Art to Wear is now in its tenth year as a student-run collaboration between the Colleges of Design and Textiles. As co-director of the show, Hawkins is helping to make sure that 11 specialized committees can pull off the April 12 event in Reynolds Coliseum, which last year drew more than 3,000 attendees.
It’s perhaps the largest fashion and wearable art show in the Southeast.
As for her own studies, Hawkins is focused on producing woven art. She’s traveled all the way to Prague to learn new ways of envisioning fiber forms. Along the way, she’s often pleasantly surprised to find herself specializing in an art medium she was barely aware of when she applied to NC State in high school.

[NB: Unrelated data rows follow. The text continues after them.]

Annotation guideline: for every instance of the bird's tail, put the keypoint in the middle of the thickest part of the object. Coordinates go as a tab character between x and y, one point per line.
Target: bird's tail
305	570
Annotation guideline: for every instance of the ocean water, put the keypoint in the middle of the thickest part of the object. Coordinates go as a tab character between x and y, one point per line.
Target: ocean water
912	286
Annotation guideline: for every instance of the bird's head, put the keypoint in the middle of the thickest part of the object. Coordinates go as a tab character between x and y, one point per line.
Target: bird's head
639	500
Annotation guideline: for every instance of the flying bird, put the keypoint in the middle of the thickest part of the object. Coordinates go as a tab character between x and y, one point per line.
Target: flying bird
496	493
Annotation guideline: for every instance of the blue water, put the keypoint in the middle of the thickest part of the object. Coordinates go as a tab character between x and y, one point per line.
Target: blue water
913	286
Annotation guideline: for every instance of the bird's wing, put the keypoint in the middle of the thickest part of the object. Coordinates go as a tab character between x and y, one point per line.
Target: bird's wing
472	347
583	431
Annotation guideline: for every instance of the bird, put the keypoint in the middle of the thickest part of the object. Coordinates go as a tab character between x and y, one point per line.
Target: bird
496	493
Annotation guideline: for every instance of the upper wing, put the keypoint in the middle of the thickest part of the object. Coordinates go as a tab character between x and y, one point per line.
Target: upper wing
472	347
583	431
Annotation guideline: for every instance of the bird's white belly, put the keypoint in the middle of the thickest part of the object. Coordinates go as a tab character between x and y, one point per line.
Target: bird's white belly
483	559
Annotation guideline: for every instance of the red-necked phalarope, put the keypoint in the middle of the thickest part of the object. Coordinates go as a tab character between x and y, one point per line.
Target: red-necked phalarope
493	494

Raised in Morehead City, N.C., the daughter of a scientist and a musician, Hawkins was applying to the College of Design when she learned about the Anni Albers Scholars Program, a five-year double major done in conjunction with the College of Textiles. She applied to and was accepted by the program, which accepts fewer than 10 each year. Participants earn two degrees: a Bachelor of Art + Design as well as a Bachelor of Science in Textiles. Hawkins is set to graduate in Spring 2012.
Hawkins’ bifurcated class schedule means she’s often hopping the Wolfline bus between NC State’s North and Centennial Campuses where the two colleges are situated. But it allows her to experience the gamut of fiber design, from how to approach a design problem to the specific means of production and marketing of a finished product.

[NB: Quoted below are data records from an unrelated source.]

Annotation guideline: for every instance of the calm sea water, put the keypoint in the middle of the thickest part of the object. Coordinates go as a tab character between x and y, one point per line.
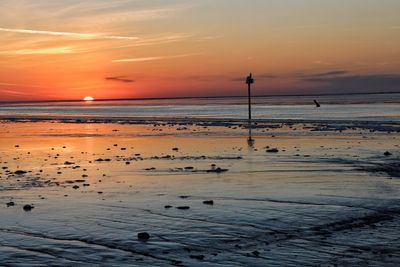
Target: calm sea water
368	107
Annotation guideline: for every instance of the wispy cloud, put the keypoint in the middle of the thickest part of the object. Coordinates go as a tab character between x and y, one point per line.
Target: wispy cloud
120	79
41	51
143	59
13	92
70	34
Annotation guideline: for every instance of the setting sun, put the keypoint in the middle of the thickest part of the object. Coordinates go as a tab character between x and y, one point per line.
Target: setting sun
88	98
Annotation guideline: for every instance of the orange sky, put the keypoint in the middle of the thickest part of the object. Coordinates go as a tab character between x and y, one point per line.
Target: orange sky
141	48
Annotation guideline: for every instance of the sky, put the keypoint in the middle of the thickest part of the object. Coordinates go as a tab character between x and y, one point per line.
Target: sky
69	49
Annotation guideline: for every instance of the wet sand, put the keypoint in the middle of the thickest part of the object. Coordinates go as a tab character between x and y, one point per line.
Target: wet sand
328	195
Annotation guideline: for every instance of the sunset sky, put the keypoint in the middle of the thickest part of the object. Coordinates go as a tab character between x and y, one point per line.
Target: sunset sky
68	49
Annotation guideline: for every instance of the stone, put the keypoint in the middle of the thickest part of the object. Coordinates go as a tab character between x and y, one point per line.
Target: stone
143	236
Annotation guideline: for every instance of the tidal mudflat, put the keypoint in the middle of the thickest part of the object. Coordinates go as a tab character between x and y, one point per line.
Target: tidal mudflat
197	194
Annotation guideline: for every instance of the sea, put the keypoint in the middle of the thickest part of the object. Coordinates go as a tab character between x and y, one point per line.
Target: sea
378	107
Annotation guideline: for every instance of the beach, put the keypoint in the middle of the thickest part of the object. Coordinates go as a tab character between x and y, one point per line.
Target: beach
305	193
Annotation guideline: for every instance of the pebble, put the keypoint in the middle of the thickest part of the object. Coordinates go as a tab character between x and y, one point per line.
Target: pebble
143	236
208	202
28	207
183	207
387	153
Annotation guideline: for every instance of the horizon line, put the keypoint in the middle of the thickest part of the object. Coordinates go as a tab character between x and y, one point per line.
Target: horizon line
184	97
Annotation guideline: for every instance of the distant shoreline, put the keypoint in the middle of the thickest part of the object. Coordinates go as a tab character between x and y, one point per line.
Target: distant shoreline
187	97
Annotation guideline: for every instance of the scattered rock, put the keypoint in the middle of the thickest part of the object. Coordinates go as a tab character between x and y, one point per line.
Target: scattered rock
143	236
208	202
183	207
256	253
218	170
28	207
197	257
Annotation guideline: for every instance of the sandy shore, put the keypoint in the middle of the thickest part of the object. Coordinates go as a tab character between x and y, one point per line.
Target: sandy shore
328	194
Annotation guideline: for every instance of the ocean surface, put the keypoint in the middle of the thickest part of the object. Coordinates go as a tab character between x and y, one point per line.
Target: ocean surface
363	107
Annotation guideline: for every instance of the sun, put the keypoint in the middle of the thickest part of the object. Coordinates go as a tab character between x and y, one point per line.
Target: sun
88	98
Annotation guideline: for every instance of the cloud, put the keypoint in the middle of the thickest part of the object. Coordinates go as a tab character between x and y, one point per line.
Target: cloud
143	59
262	76
326	74
357	83
119	79
41	51
69	34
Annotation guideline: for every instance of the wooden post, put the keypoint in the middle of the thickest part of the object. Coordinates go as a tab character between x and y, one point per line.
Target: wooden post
249	82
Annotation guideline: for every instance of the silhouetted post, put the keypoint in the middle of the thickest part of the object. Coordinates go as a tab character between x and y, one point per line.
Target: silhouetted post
249	82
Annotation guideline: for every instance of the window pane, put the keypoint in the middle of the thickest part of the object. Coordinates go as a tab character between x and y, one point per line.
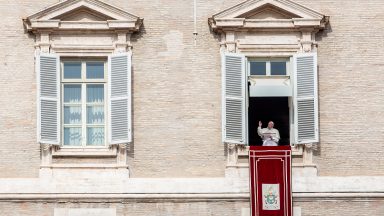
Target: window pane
72	136
72	93
95	70
72	114
72	70
278	68
95	136
258	68
95	93
95	114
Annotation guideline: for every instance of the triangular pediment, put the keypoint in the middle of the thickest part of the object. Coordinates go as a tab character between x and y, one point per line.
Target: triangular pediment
268	11
82	14
267	14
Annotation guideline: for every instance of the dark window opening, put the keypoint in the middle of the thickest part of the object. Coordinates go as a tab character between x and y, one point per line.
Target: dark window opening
267	109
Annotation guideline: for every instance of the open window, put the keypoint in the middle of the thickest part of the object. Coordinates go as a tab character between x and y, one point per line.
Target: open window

Her design interest centers on “weaving, as well as combining drawing, photography and painting techniques with fiber design.” One of her works, “Ice, Interrupted,” is a multilayered surface with laser-cut holes that projects interesting shadows when the piece is suspended and lit. (See Video and Flickr gallery.)
“Textile art comes and goes in waves in terms of popularity,” explains Hawkins. “But it’s such a broad field. The possibilities for manipulation are endless.” Work in fibers can result in art, wall hangings, costumes, fashion, or decoration, as well as innovative fabrics for things like mosquito netting or hazardous materials suits.

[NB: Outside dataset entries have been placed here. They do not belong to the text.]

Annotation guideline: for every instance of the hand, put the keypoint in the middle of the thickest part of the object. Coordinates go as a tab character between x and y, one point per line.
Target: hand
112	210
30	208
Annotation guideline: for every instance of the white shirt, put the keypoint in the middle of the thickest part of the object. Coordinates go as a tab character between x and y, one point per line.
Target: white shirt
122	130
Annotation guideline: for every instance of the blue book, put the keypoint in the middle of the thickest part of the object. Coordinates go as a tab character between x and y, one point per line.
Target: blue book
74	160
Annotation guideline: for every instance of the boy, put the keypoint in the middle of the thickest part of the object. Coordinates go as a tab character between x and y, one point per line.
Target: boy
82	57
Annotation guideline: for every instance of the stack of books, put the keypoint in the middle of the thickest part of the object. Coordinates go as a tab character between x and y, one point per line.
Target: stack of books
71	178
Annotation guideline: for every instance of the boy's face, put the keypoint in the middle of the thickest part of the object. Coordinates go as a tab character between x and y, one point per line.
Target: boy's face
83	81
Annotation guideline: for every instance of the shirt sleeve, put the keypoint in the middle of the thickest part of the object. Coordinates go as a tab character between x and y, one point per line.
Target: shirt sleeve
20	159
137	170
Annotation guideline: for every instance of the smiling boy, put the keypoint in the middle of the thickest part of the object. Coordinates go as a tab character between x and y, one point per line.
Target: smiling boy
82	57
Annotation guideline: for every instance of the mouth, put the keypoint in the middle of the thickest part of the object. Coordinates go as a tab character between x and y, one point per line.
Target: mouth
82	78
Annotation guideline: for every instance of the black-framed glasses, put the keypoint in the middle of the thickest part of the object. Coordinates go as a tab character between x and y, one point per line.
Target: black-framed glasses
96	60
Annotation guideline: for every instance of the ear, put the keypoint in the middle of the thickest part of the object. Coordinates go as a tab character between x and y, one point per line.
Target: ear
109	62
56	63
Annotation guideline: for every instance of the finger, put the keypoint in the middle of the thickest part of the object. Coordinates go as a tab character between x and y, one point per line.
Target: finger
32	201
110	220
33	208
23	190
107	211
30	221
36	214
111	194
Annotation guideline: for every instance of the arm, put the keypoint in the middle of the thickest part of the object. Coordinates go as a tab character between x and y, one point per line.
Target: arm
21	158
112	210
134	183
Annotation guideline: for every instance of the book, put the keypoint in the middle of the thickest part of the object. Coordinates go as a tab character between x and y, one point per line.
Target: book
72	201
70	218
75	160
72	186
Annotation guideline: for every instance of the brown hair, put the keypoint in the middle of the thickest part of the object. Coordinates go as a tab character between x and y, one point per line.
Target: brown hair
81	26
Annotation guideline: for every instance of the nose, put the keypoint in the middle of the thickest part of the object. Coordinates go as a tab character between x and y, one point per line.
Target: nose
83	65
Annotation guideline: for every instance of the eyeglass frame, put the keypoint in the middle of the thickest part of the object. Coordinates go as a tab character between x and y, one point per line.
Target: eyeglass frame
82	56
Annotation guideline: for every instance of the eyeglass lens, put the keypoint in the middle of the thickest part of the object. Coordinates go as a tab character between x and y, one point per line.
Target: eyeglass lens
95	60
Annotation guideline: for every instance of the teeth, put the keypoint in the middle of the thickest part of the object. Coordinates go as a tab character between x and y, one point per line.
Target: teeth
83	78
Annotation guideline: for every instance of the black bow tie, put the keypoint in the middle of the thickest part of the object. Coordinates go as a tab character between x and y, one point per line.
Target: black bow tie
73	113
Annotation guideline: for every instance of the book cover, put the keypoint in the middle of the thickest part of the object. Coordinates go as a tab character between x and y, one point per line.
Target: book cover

The summer after her freshman year, Hawkins attended the Prague Institute, an initiative of the College of Design and the only abroad program managed by the North Carolina university system. The institute’s fiber studio course wasn’t radically different in terms of curriculum. But its setting made all the difference.
“Other cities in Europe got bombed out during World War II, but Prague is very well preserved,” says Hawkins. Prague is also the largest “Medieval city within a modern city” in Europe. “It’s filled with inspiration and has a good arts community within it. I would definitely live there for a year or two if I could.”
Hawkins started volunteering with Art to Wear as a freshman, “just folding programs and putting them out on the chairs.” Sophomore year found her assisting the jurying committee, and last year she actually co-directed that committee, which coordinates the choosing of which designers will get to show their work — a list ultimately chosen by a group of professionals in the textile art and fashion fields.
The satisfying feeling of being part of a group effort motivated her to be a co-director. Hawkins oversees planning and operations, while her co-director, Katelyn Sexton, is spearheading fundraising. The budget for the event has grown to over $30,000, making it that much more important that Hawkins watches costs and makes sure the planning is sound.
This year’s show promises to satisfy a range of spectator tastes.
“I think you’re going to see a good balance of art and fashion. There are definitely some pieces that are not ready to wear, things you would not see at Macy’s or the mall.”
In terms of her own career, Hawkins has less of a clear picture of what to expect. Certainly operations and administration is something she’s learning to enjoy.
All she knows for sure is that she won’t be designing fashion lines.
Says Hawkins: “Garments have never been my calling. I don’t know what I want to do yet. But they do a good job at NC State of preparing you for a lot of different aspects of design. They do a good job helping you learn to train yourself to be the designer you want to become.”